Il consiglio sanitario nazionale ha dato il via libera al metodo di smaltimento delle salme mediante idrolisi alcalina, aggiungendolo all’elenco delle vie legali di cremazione. Conosciuto come biocremazione, o cremazione con acqua, è un processo che, secondo il consiglio sanitario nazionale, potrebbe costituire un’alternativa sicura e sostenibile alla sepoltura o alla cremazione tradizionale, sebbene le tecniche specifiche necessitino di ulteriore elaborazione.

La biocremazione si basa sull’idrolisi alcalina: il corpo viene posto in un recipiente pressurizzato che viene riempito con una miscela di acqua e soda caustica e riscaldato a circa 160 gradi. La pressione elevata impedisce l’ebollizione del corpo, che, invece, viene scomposto nei suoi componenti chimici, durante un processo lungo 3 ore. Il processo è stato brevettato negli Stati Uniti nel 1888 ed è legale in alcuni stati degli Stati Uniti e in altri paesi, ma non nei Paesi Bassi.

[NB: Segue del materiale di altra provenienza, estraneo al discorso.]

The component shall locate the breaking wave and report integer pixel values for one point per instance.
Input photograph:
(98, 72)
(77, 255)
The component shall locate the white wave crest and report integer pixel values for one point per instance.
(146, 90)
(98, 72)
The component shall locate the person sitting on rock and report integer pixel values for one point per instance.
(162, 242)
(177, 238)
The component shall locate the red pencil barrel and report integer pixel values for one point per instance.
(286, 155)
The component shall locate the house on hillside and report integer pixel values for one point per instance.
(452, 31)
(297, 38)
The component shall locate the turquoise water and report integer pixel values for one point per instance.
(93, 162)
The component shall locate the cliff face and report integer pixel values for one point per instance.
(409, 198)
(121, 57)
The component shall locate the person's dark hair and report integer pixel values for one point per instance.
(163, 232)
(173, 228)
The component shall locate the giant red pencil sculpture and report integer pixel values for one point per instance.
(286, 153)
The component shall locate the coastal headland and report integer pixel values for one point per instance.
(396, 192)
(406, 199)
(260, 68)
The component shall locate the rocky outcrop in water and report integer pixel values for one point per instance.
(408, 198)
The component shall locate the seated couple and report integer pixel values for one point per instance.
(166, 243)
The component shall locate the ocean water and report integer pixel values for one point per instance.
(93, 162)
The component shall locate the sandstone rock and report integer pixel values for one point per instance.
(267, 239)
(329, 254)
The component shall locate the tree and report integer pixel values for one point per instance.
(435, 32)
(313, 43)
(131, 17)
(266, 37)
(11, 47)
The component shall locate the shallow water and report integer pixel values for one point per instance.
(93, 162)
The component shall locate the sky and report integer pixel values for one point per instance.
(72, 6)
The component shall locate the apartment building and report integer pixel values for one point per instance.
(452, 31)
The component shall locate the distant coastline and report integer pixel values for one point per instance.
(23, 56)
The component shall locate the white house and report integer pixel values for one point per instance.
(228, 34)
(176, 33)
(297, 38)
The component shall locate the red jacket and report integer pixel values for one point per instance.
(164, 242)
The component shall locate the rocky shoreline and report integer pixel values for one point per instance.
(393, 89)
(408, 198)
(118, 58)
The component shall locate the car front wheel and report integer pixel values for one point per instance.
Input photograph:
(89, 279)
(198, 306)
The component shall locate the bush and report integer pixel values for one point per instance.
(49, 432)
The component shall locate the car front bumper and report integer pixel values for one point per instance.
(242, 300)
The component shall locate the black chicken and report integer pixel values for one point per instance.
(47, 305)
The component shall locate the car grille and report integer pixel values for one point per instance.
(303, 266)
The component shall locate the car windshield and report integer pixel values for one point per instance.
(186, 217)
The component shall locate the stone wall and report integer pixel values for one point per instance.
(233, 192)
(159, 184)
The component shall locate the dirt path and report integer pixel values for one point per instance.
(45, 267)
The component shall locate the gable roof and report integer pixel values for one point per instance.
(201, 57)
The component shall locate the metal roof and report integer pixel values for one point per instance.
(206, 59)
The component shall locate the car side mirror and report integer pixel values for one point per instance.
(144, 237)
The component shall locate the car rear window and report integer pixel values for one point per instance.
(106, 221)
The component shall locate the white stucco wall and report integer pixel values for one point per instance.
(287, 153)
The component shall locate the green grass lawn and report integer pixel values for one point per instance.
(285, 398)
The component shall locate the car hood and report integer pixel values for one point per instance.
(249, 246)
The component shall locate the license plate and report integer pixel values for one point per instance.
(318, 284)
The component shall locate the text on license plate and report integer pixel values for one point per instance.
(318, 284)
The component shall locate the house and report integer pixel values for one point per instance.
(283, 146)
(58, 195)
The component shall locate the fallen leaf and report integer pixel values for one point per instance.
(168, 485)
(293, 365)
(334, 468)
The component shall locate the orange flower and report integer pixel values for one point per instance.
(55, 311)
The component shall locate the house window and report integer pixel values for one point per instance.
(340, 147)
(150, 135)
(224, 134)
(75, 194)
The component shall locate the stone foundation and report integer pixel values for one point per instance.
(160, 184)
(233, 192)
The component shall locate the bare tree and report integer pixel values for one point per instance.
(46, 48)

Il gruppo funebre olandese Yarden, che vuole che il governo modifichi la legge per rendere legale la biocremazione, ha accolto con favore la decisione del consiglio. Un sondaggio di Yarden nel 2017 ha mostrato che il 23% delle persone considererebbe la biocremazione un’alternativa valida alle cremazioni tradizionali. Il consiglio sanitario ha anche esaminato l’opzione di compostaggio di resti umani ma ha dichiarato che al momento non ci sono abbastanza informazioni per dire se questa tecnica soddisfa i requisiti legali e ambientali.

La ministra degli interni, Kajsa Ollongren, ha promesso a gennaio 2019 che le norme olandesi sui funerali sarebbero state modernizzate a seguito delle pressioni dei deputati della D66. Il disegno di legge dovrebbe essere pubblicato prima dell’estate e potrebbe includere la fine della clausola secondo cui i corpi devono essere seppelliti dopo un’attesa di almeno 36 ore dopo la morte. Questa clausola sarebbe infatti in contrasto con la tradizione ebraica e quella islamica, secondo cui le salme dovrebbero essere sepolte il più presto possibile dopo la morte. Un altro dei provvedimenti contenuti nel disegno di legge autorizza le famiglie a ricevere le urne contenenti le ceneri dei loro parenti prima di un mese di attesa, che è invece stabilito come termine minimo dalla legge attuale.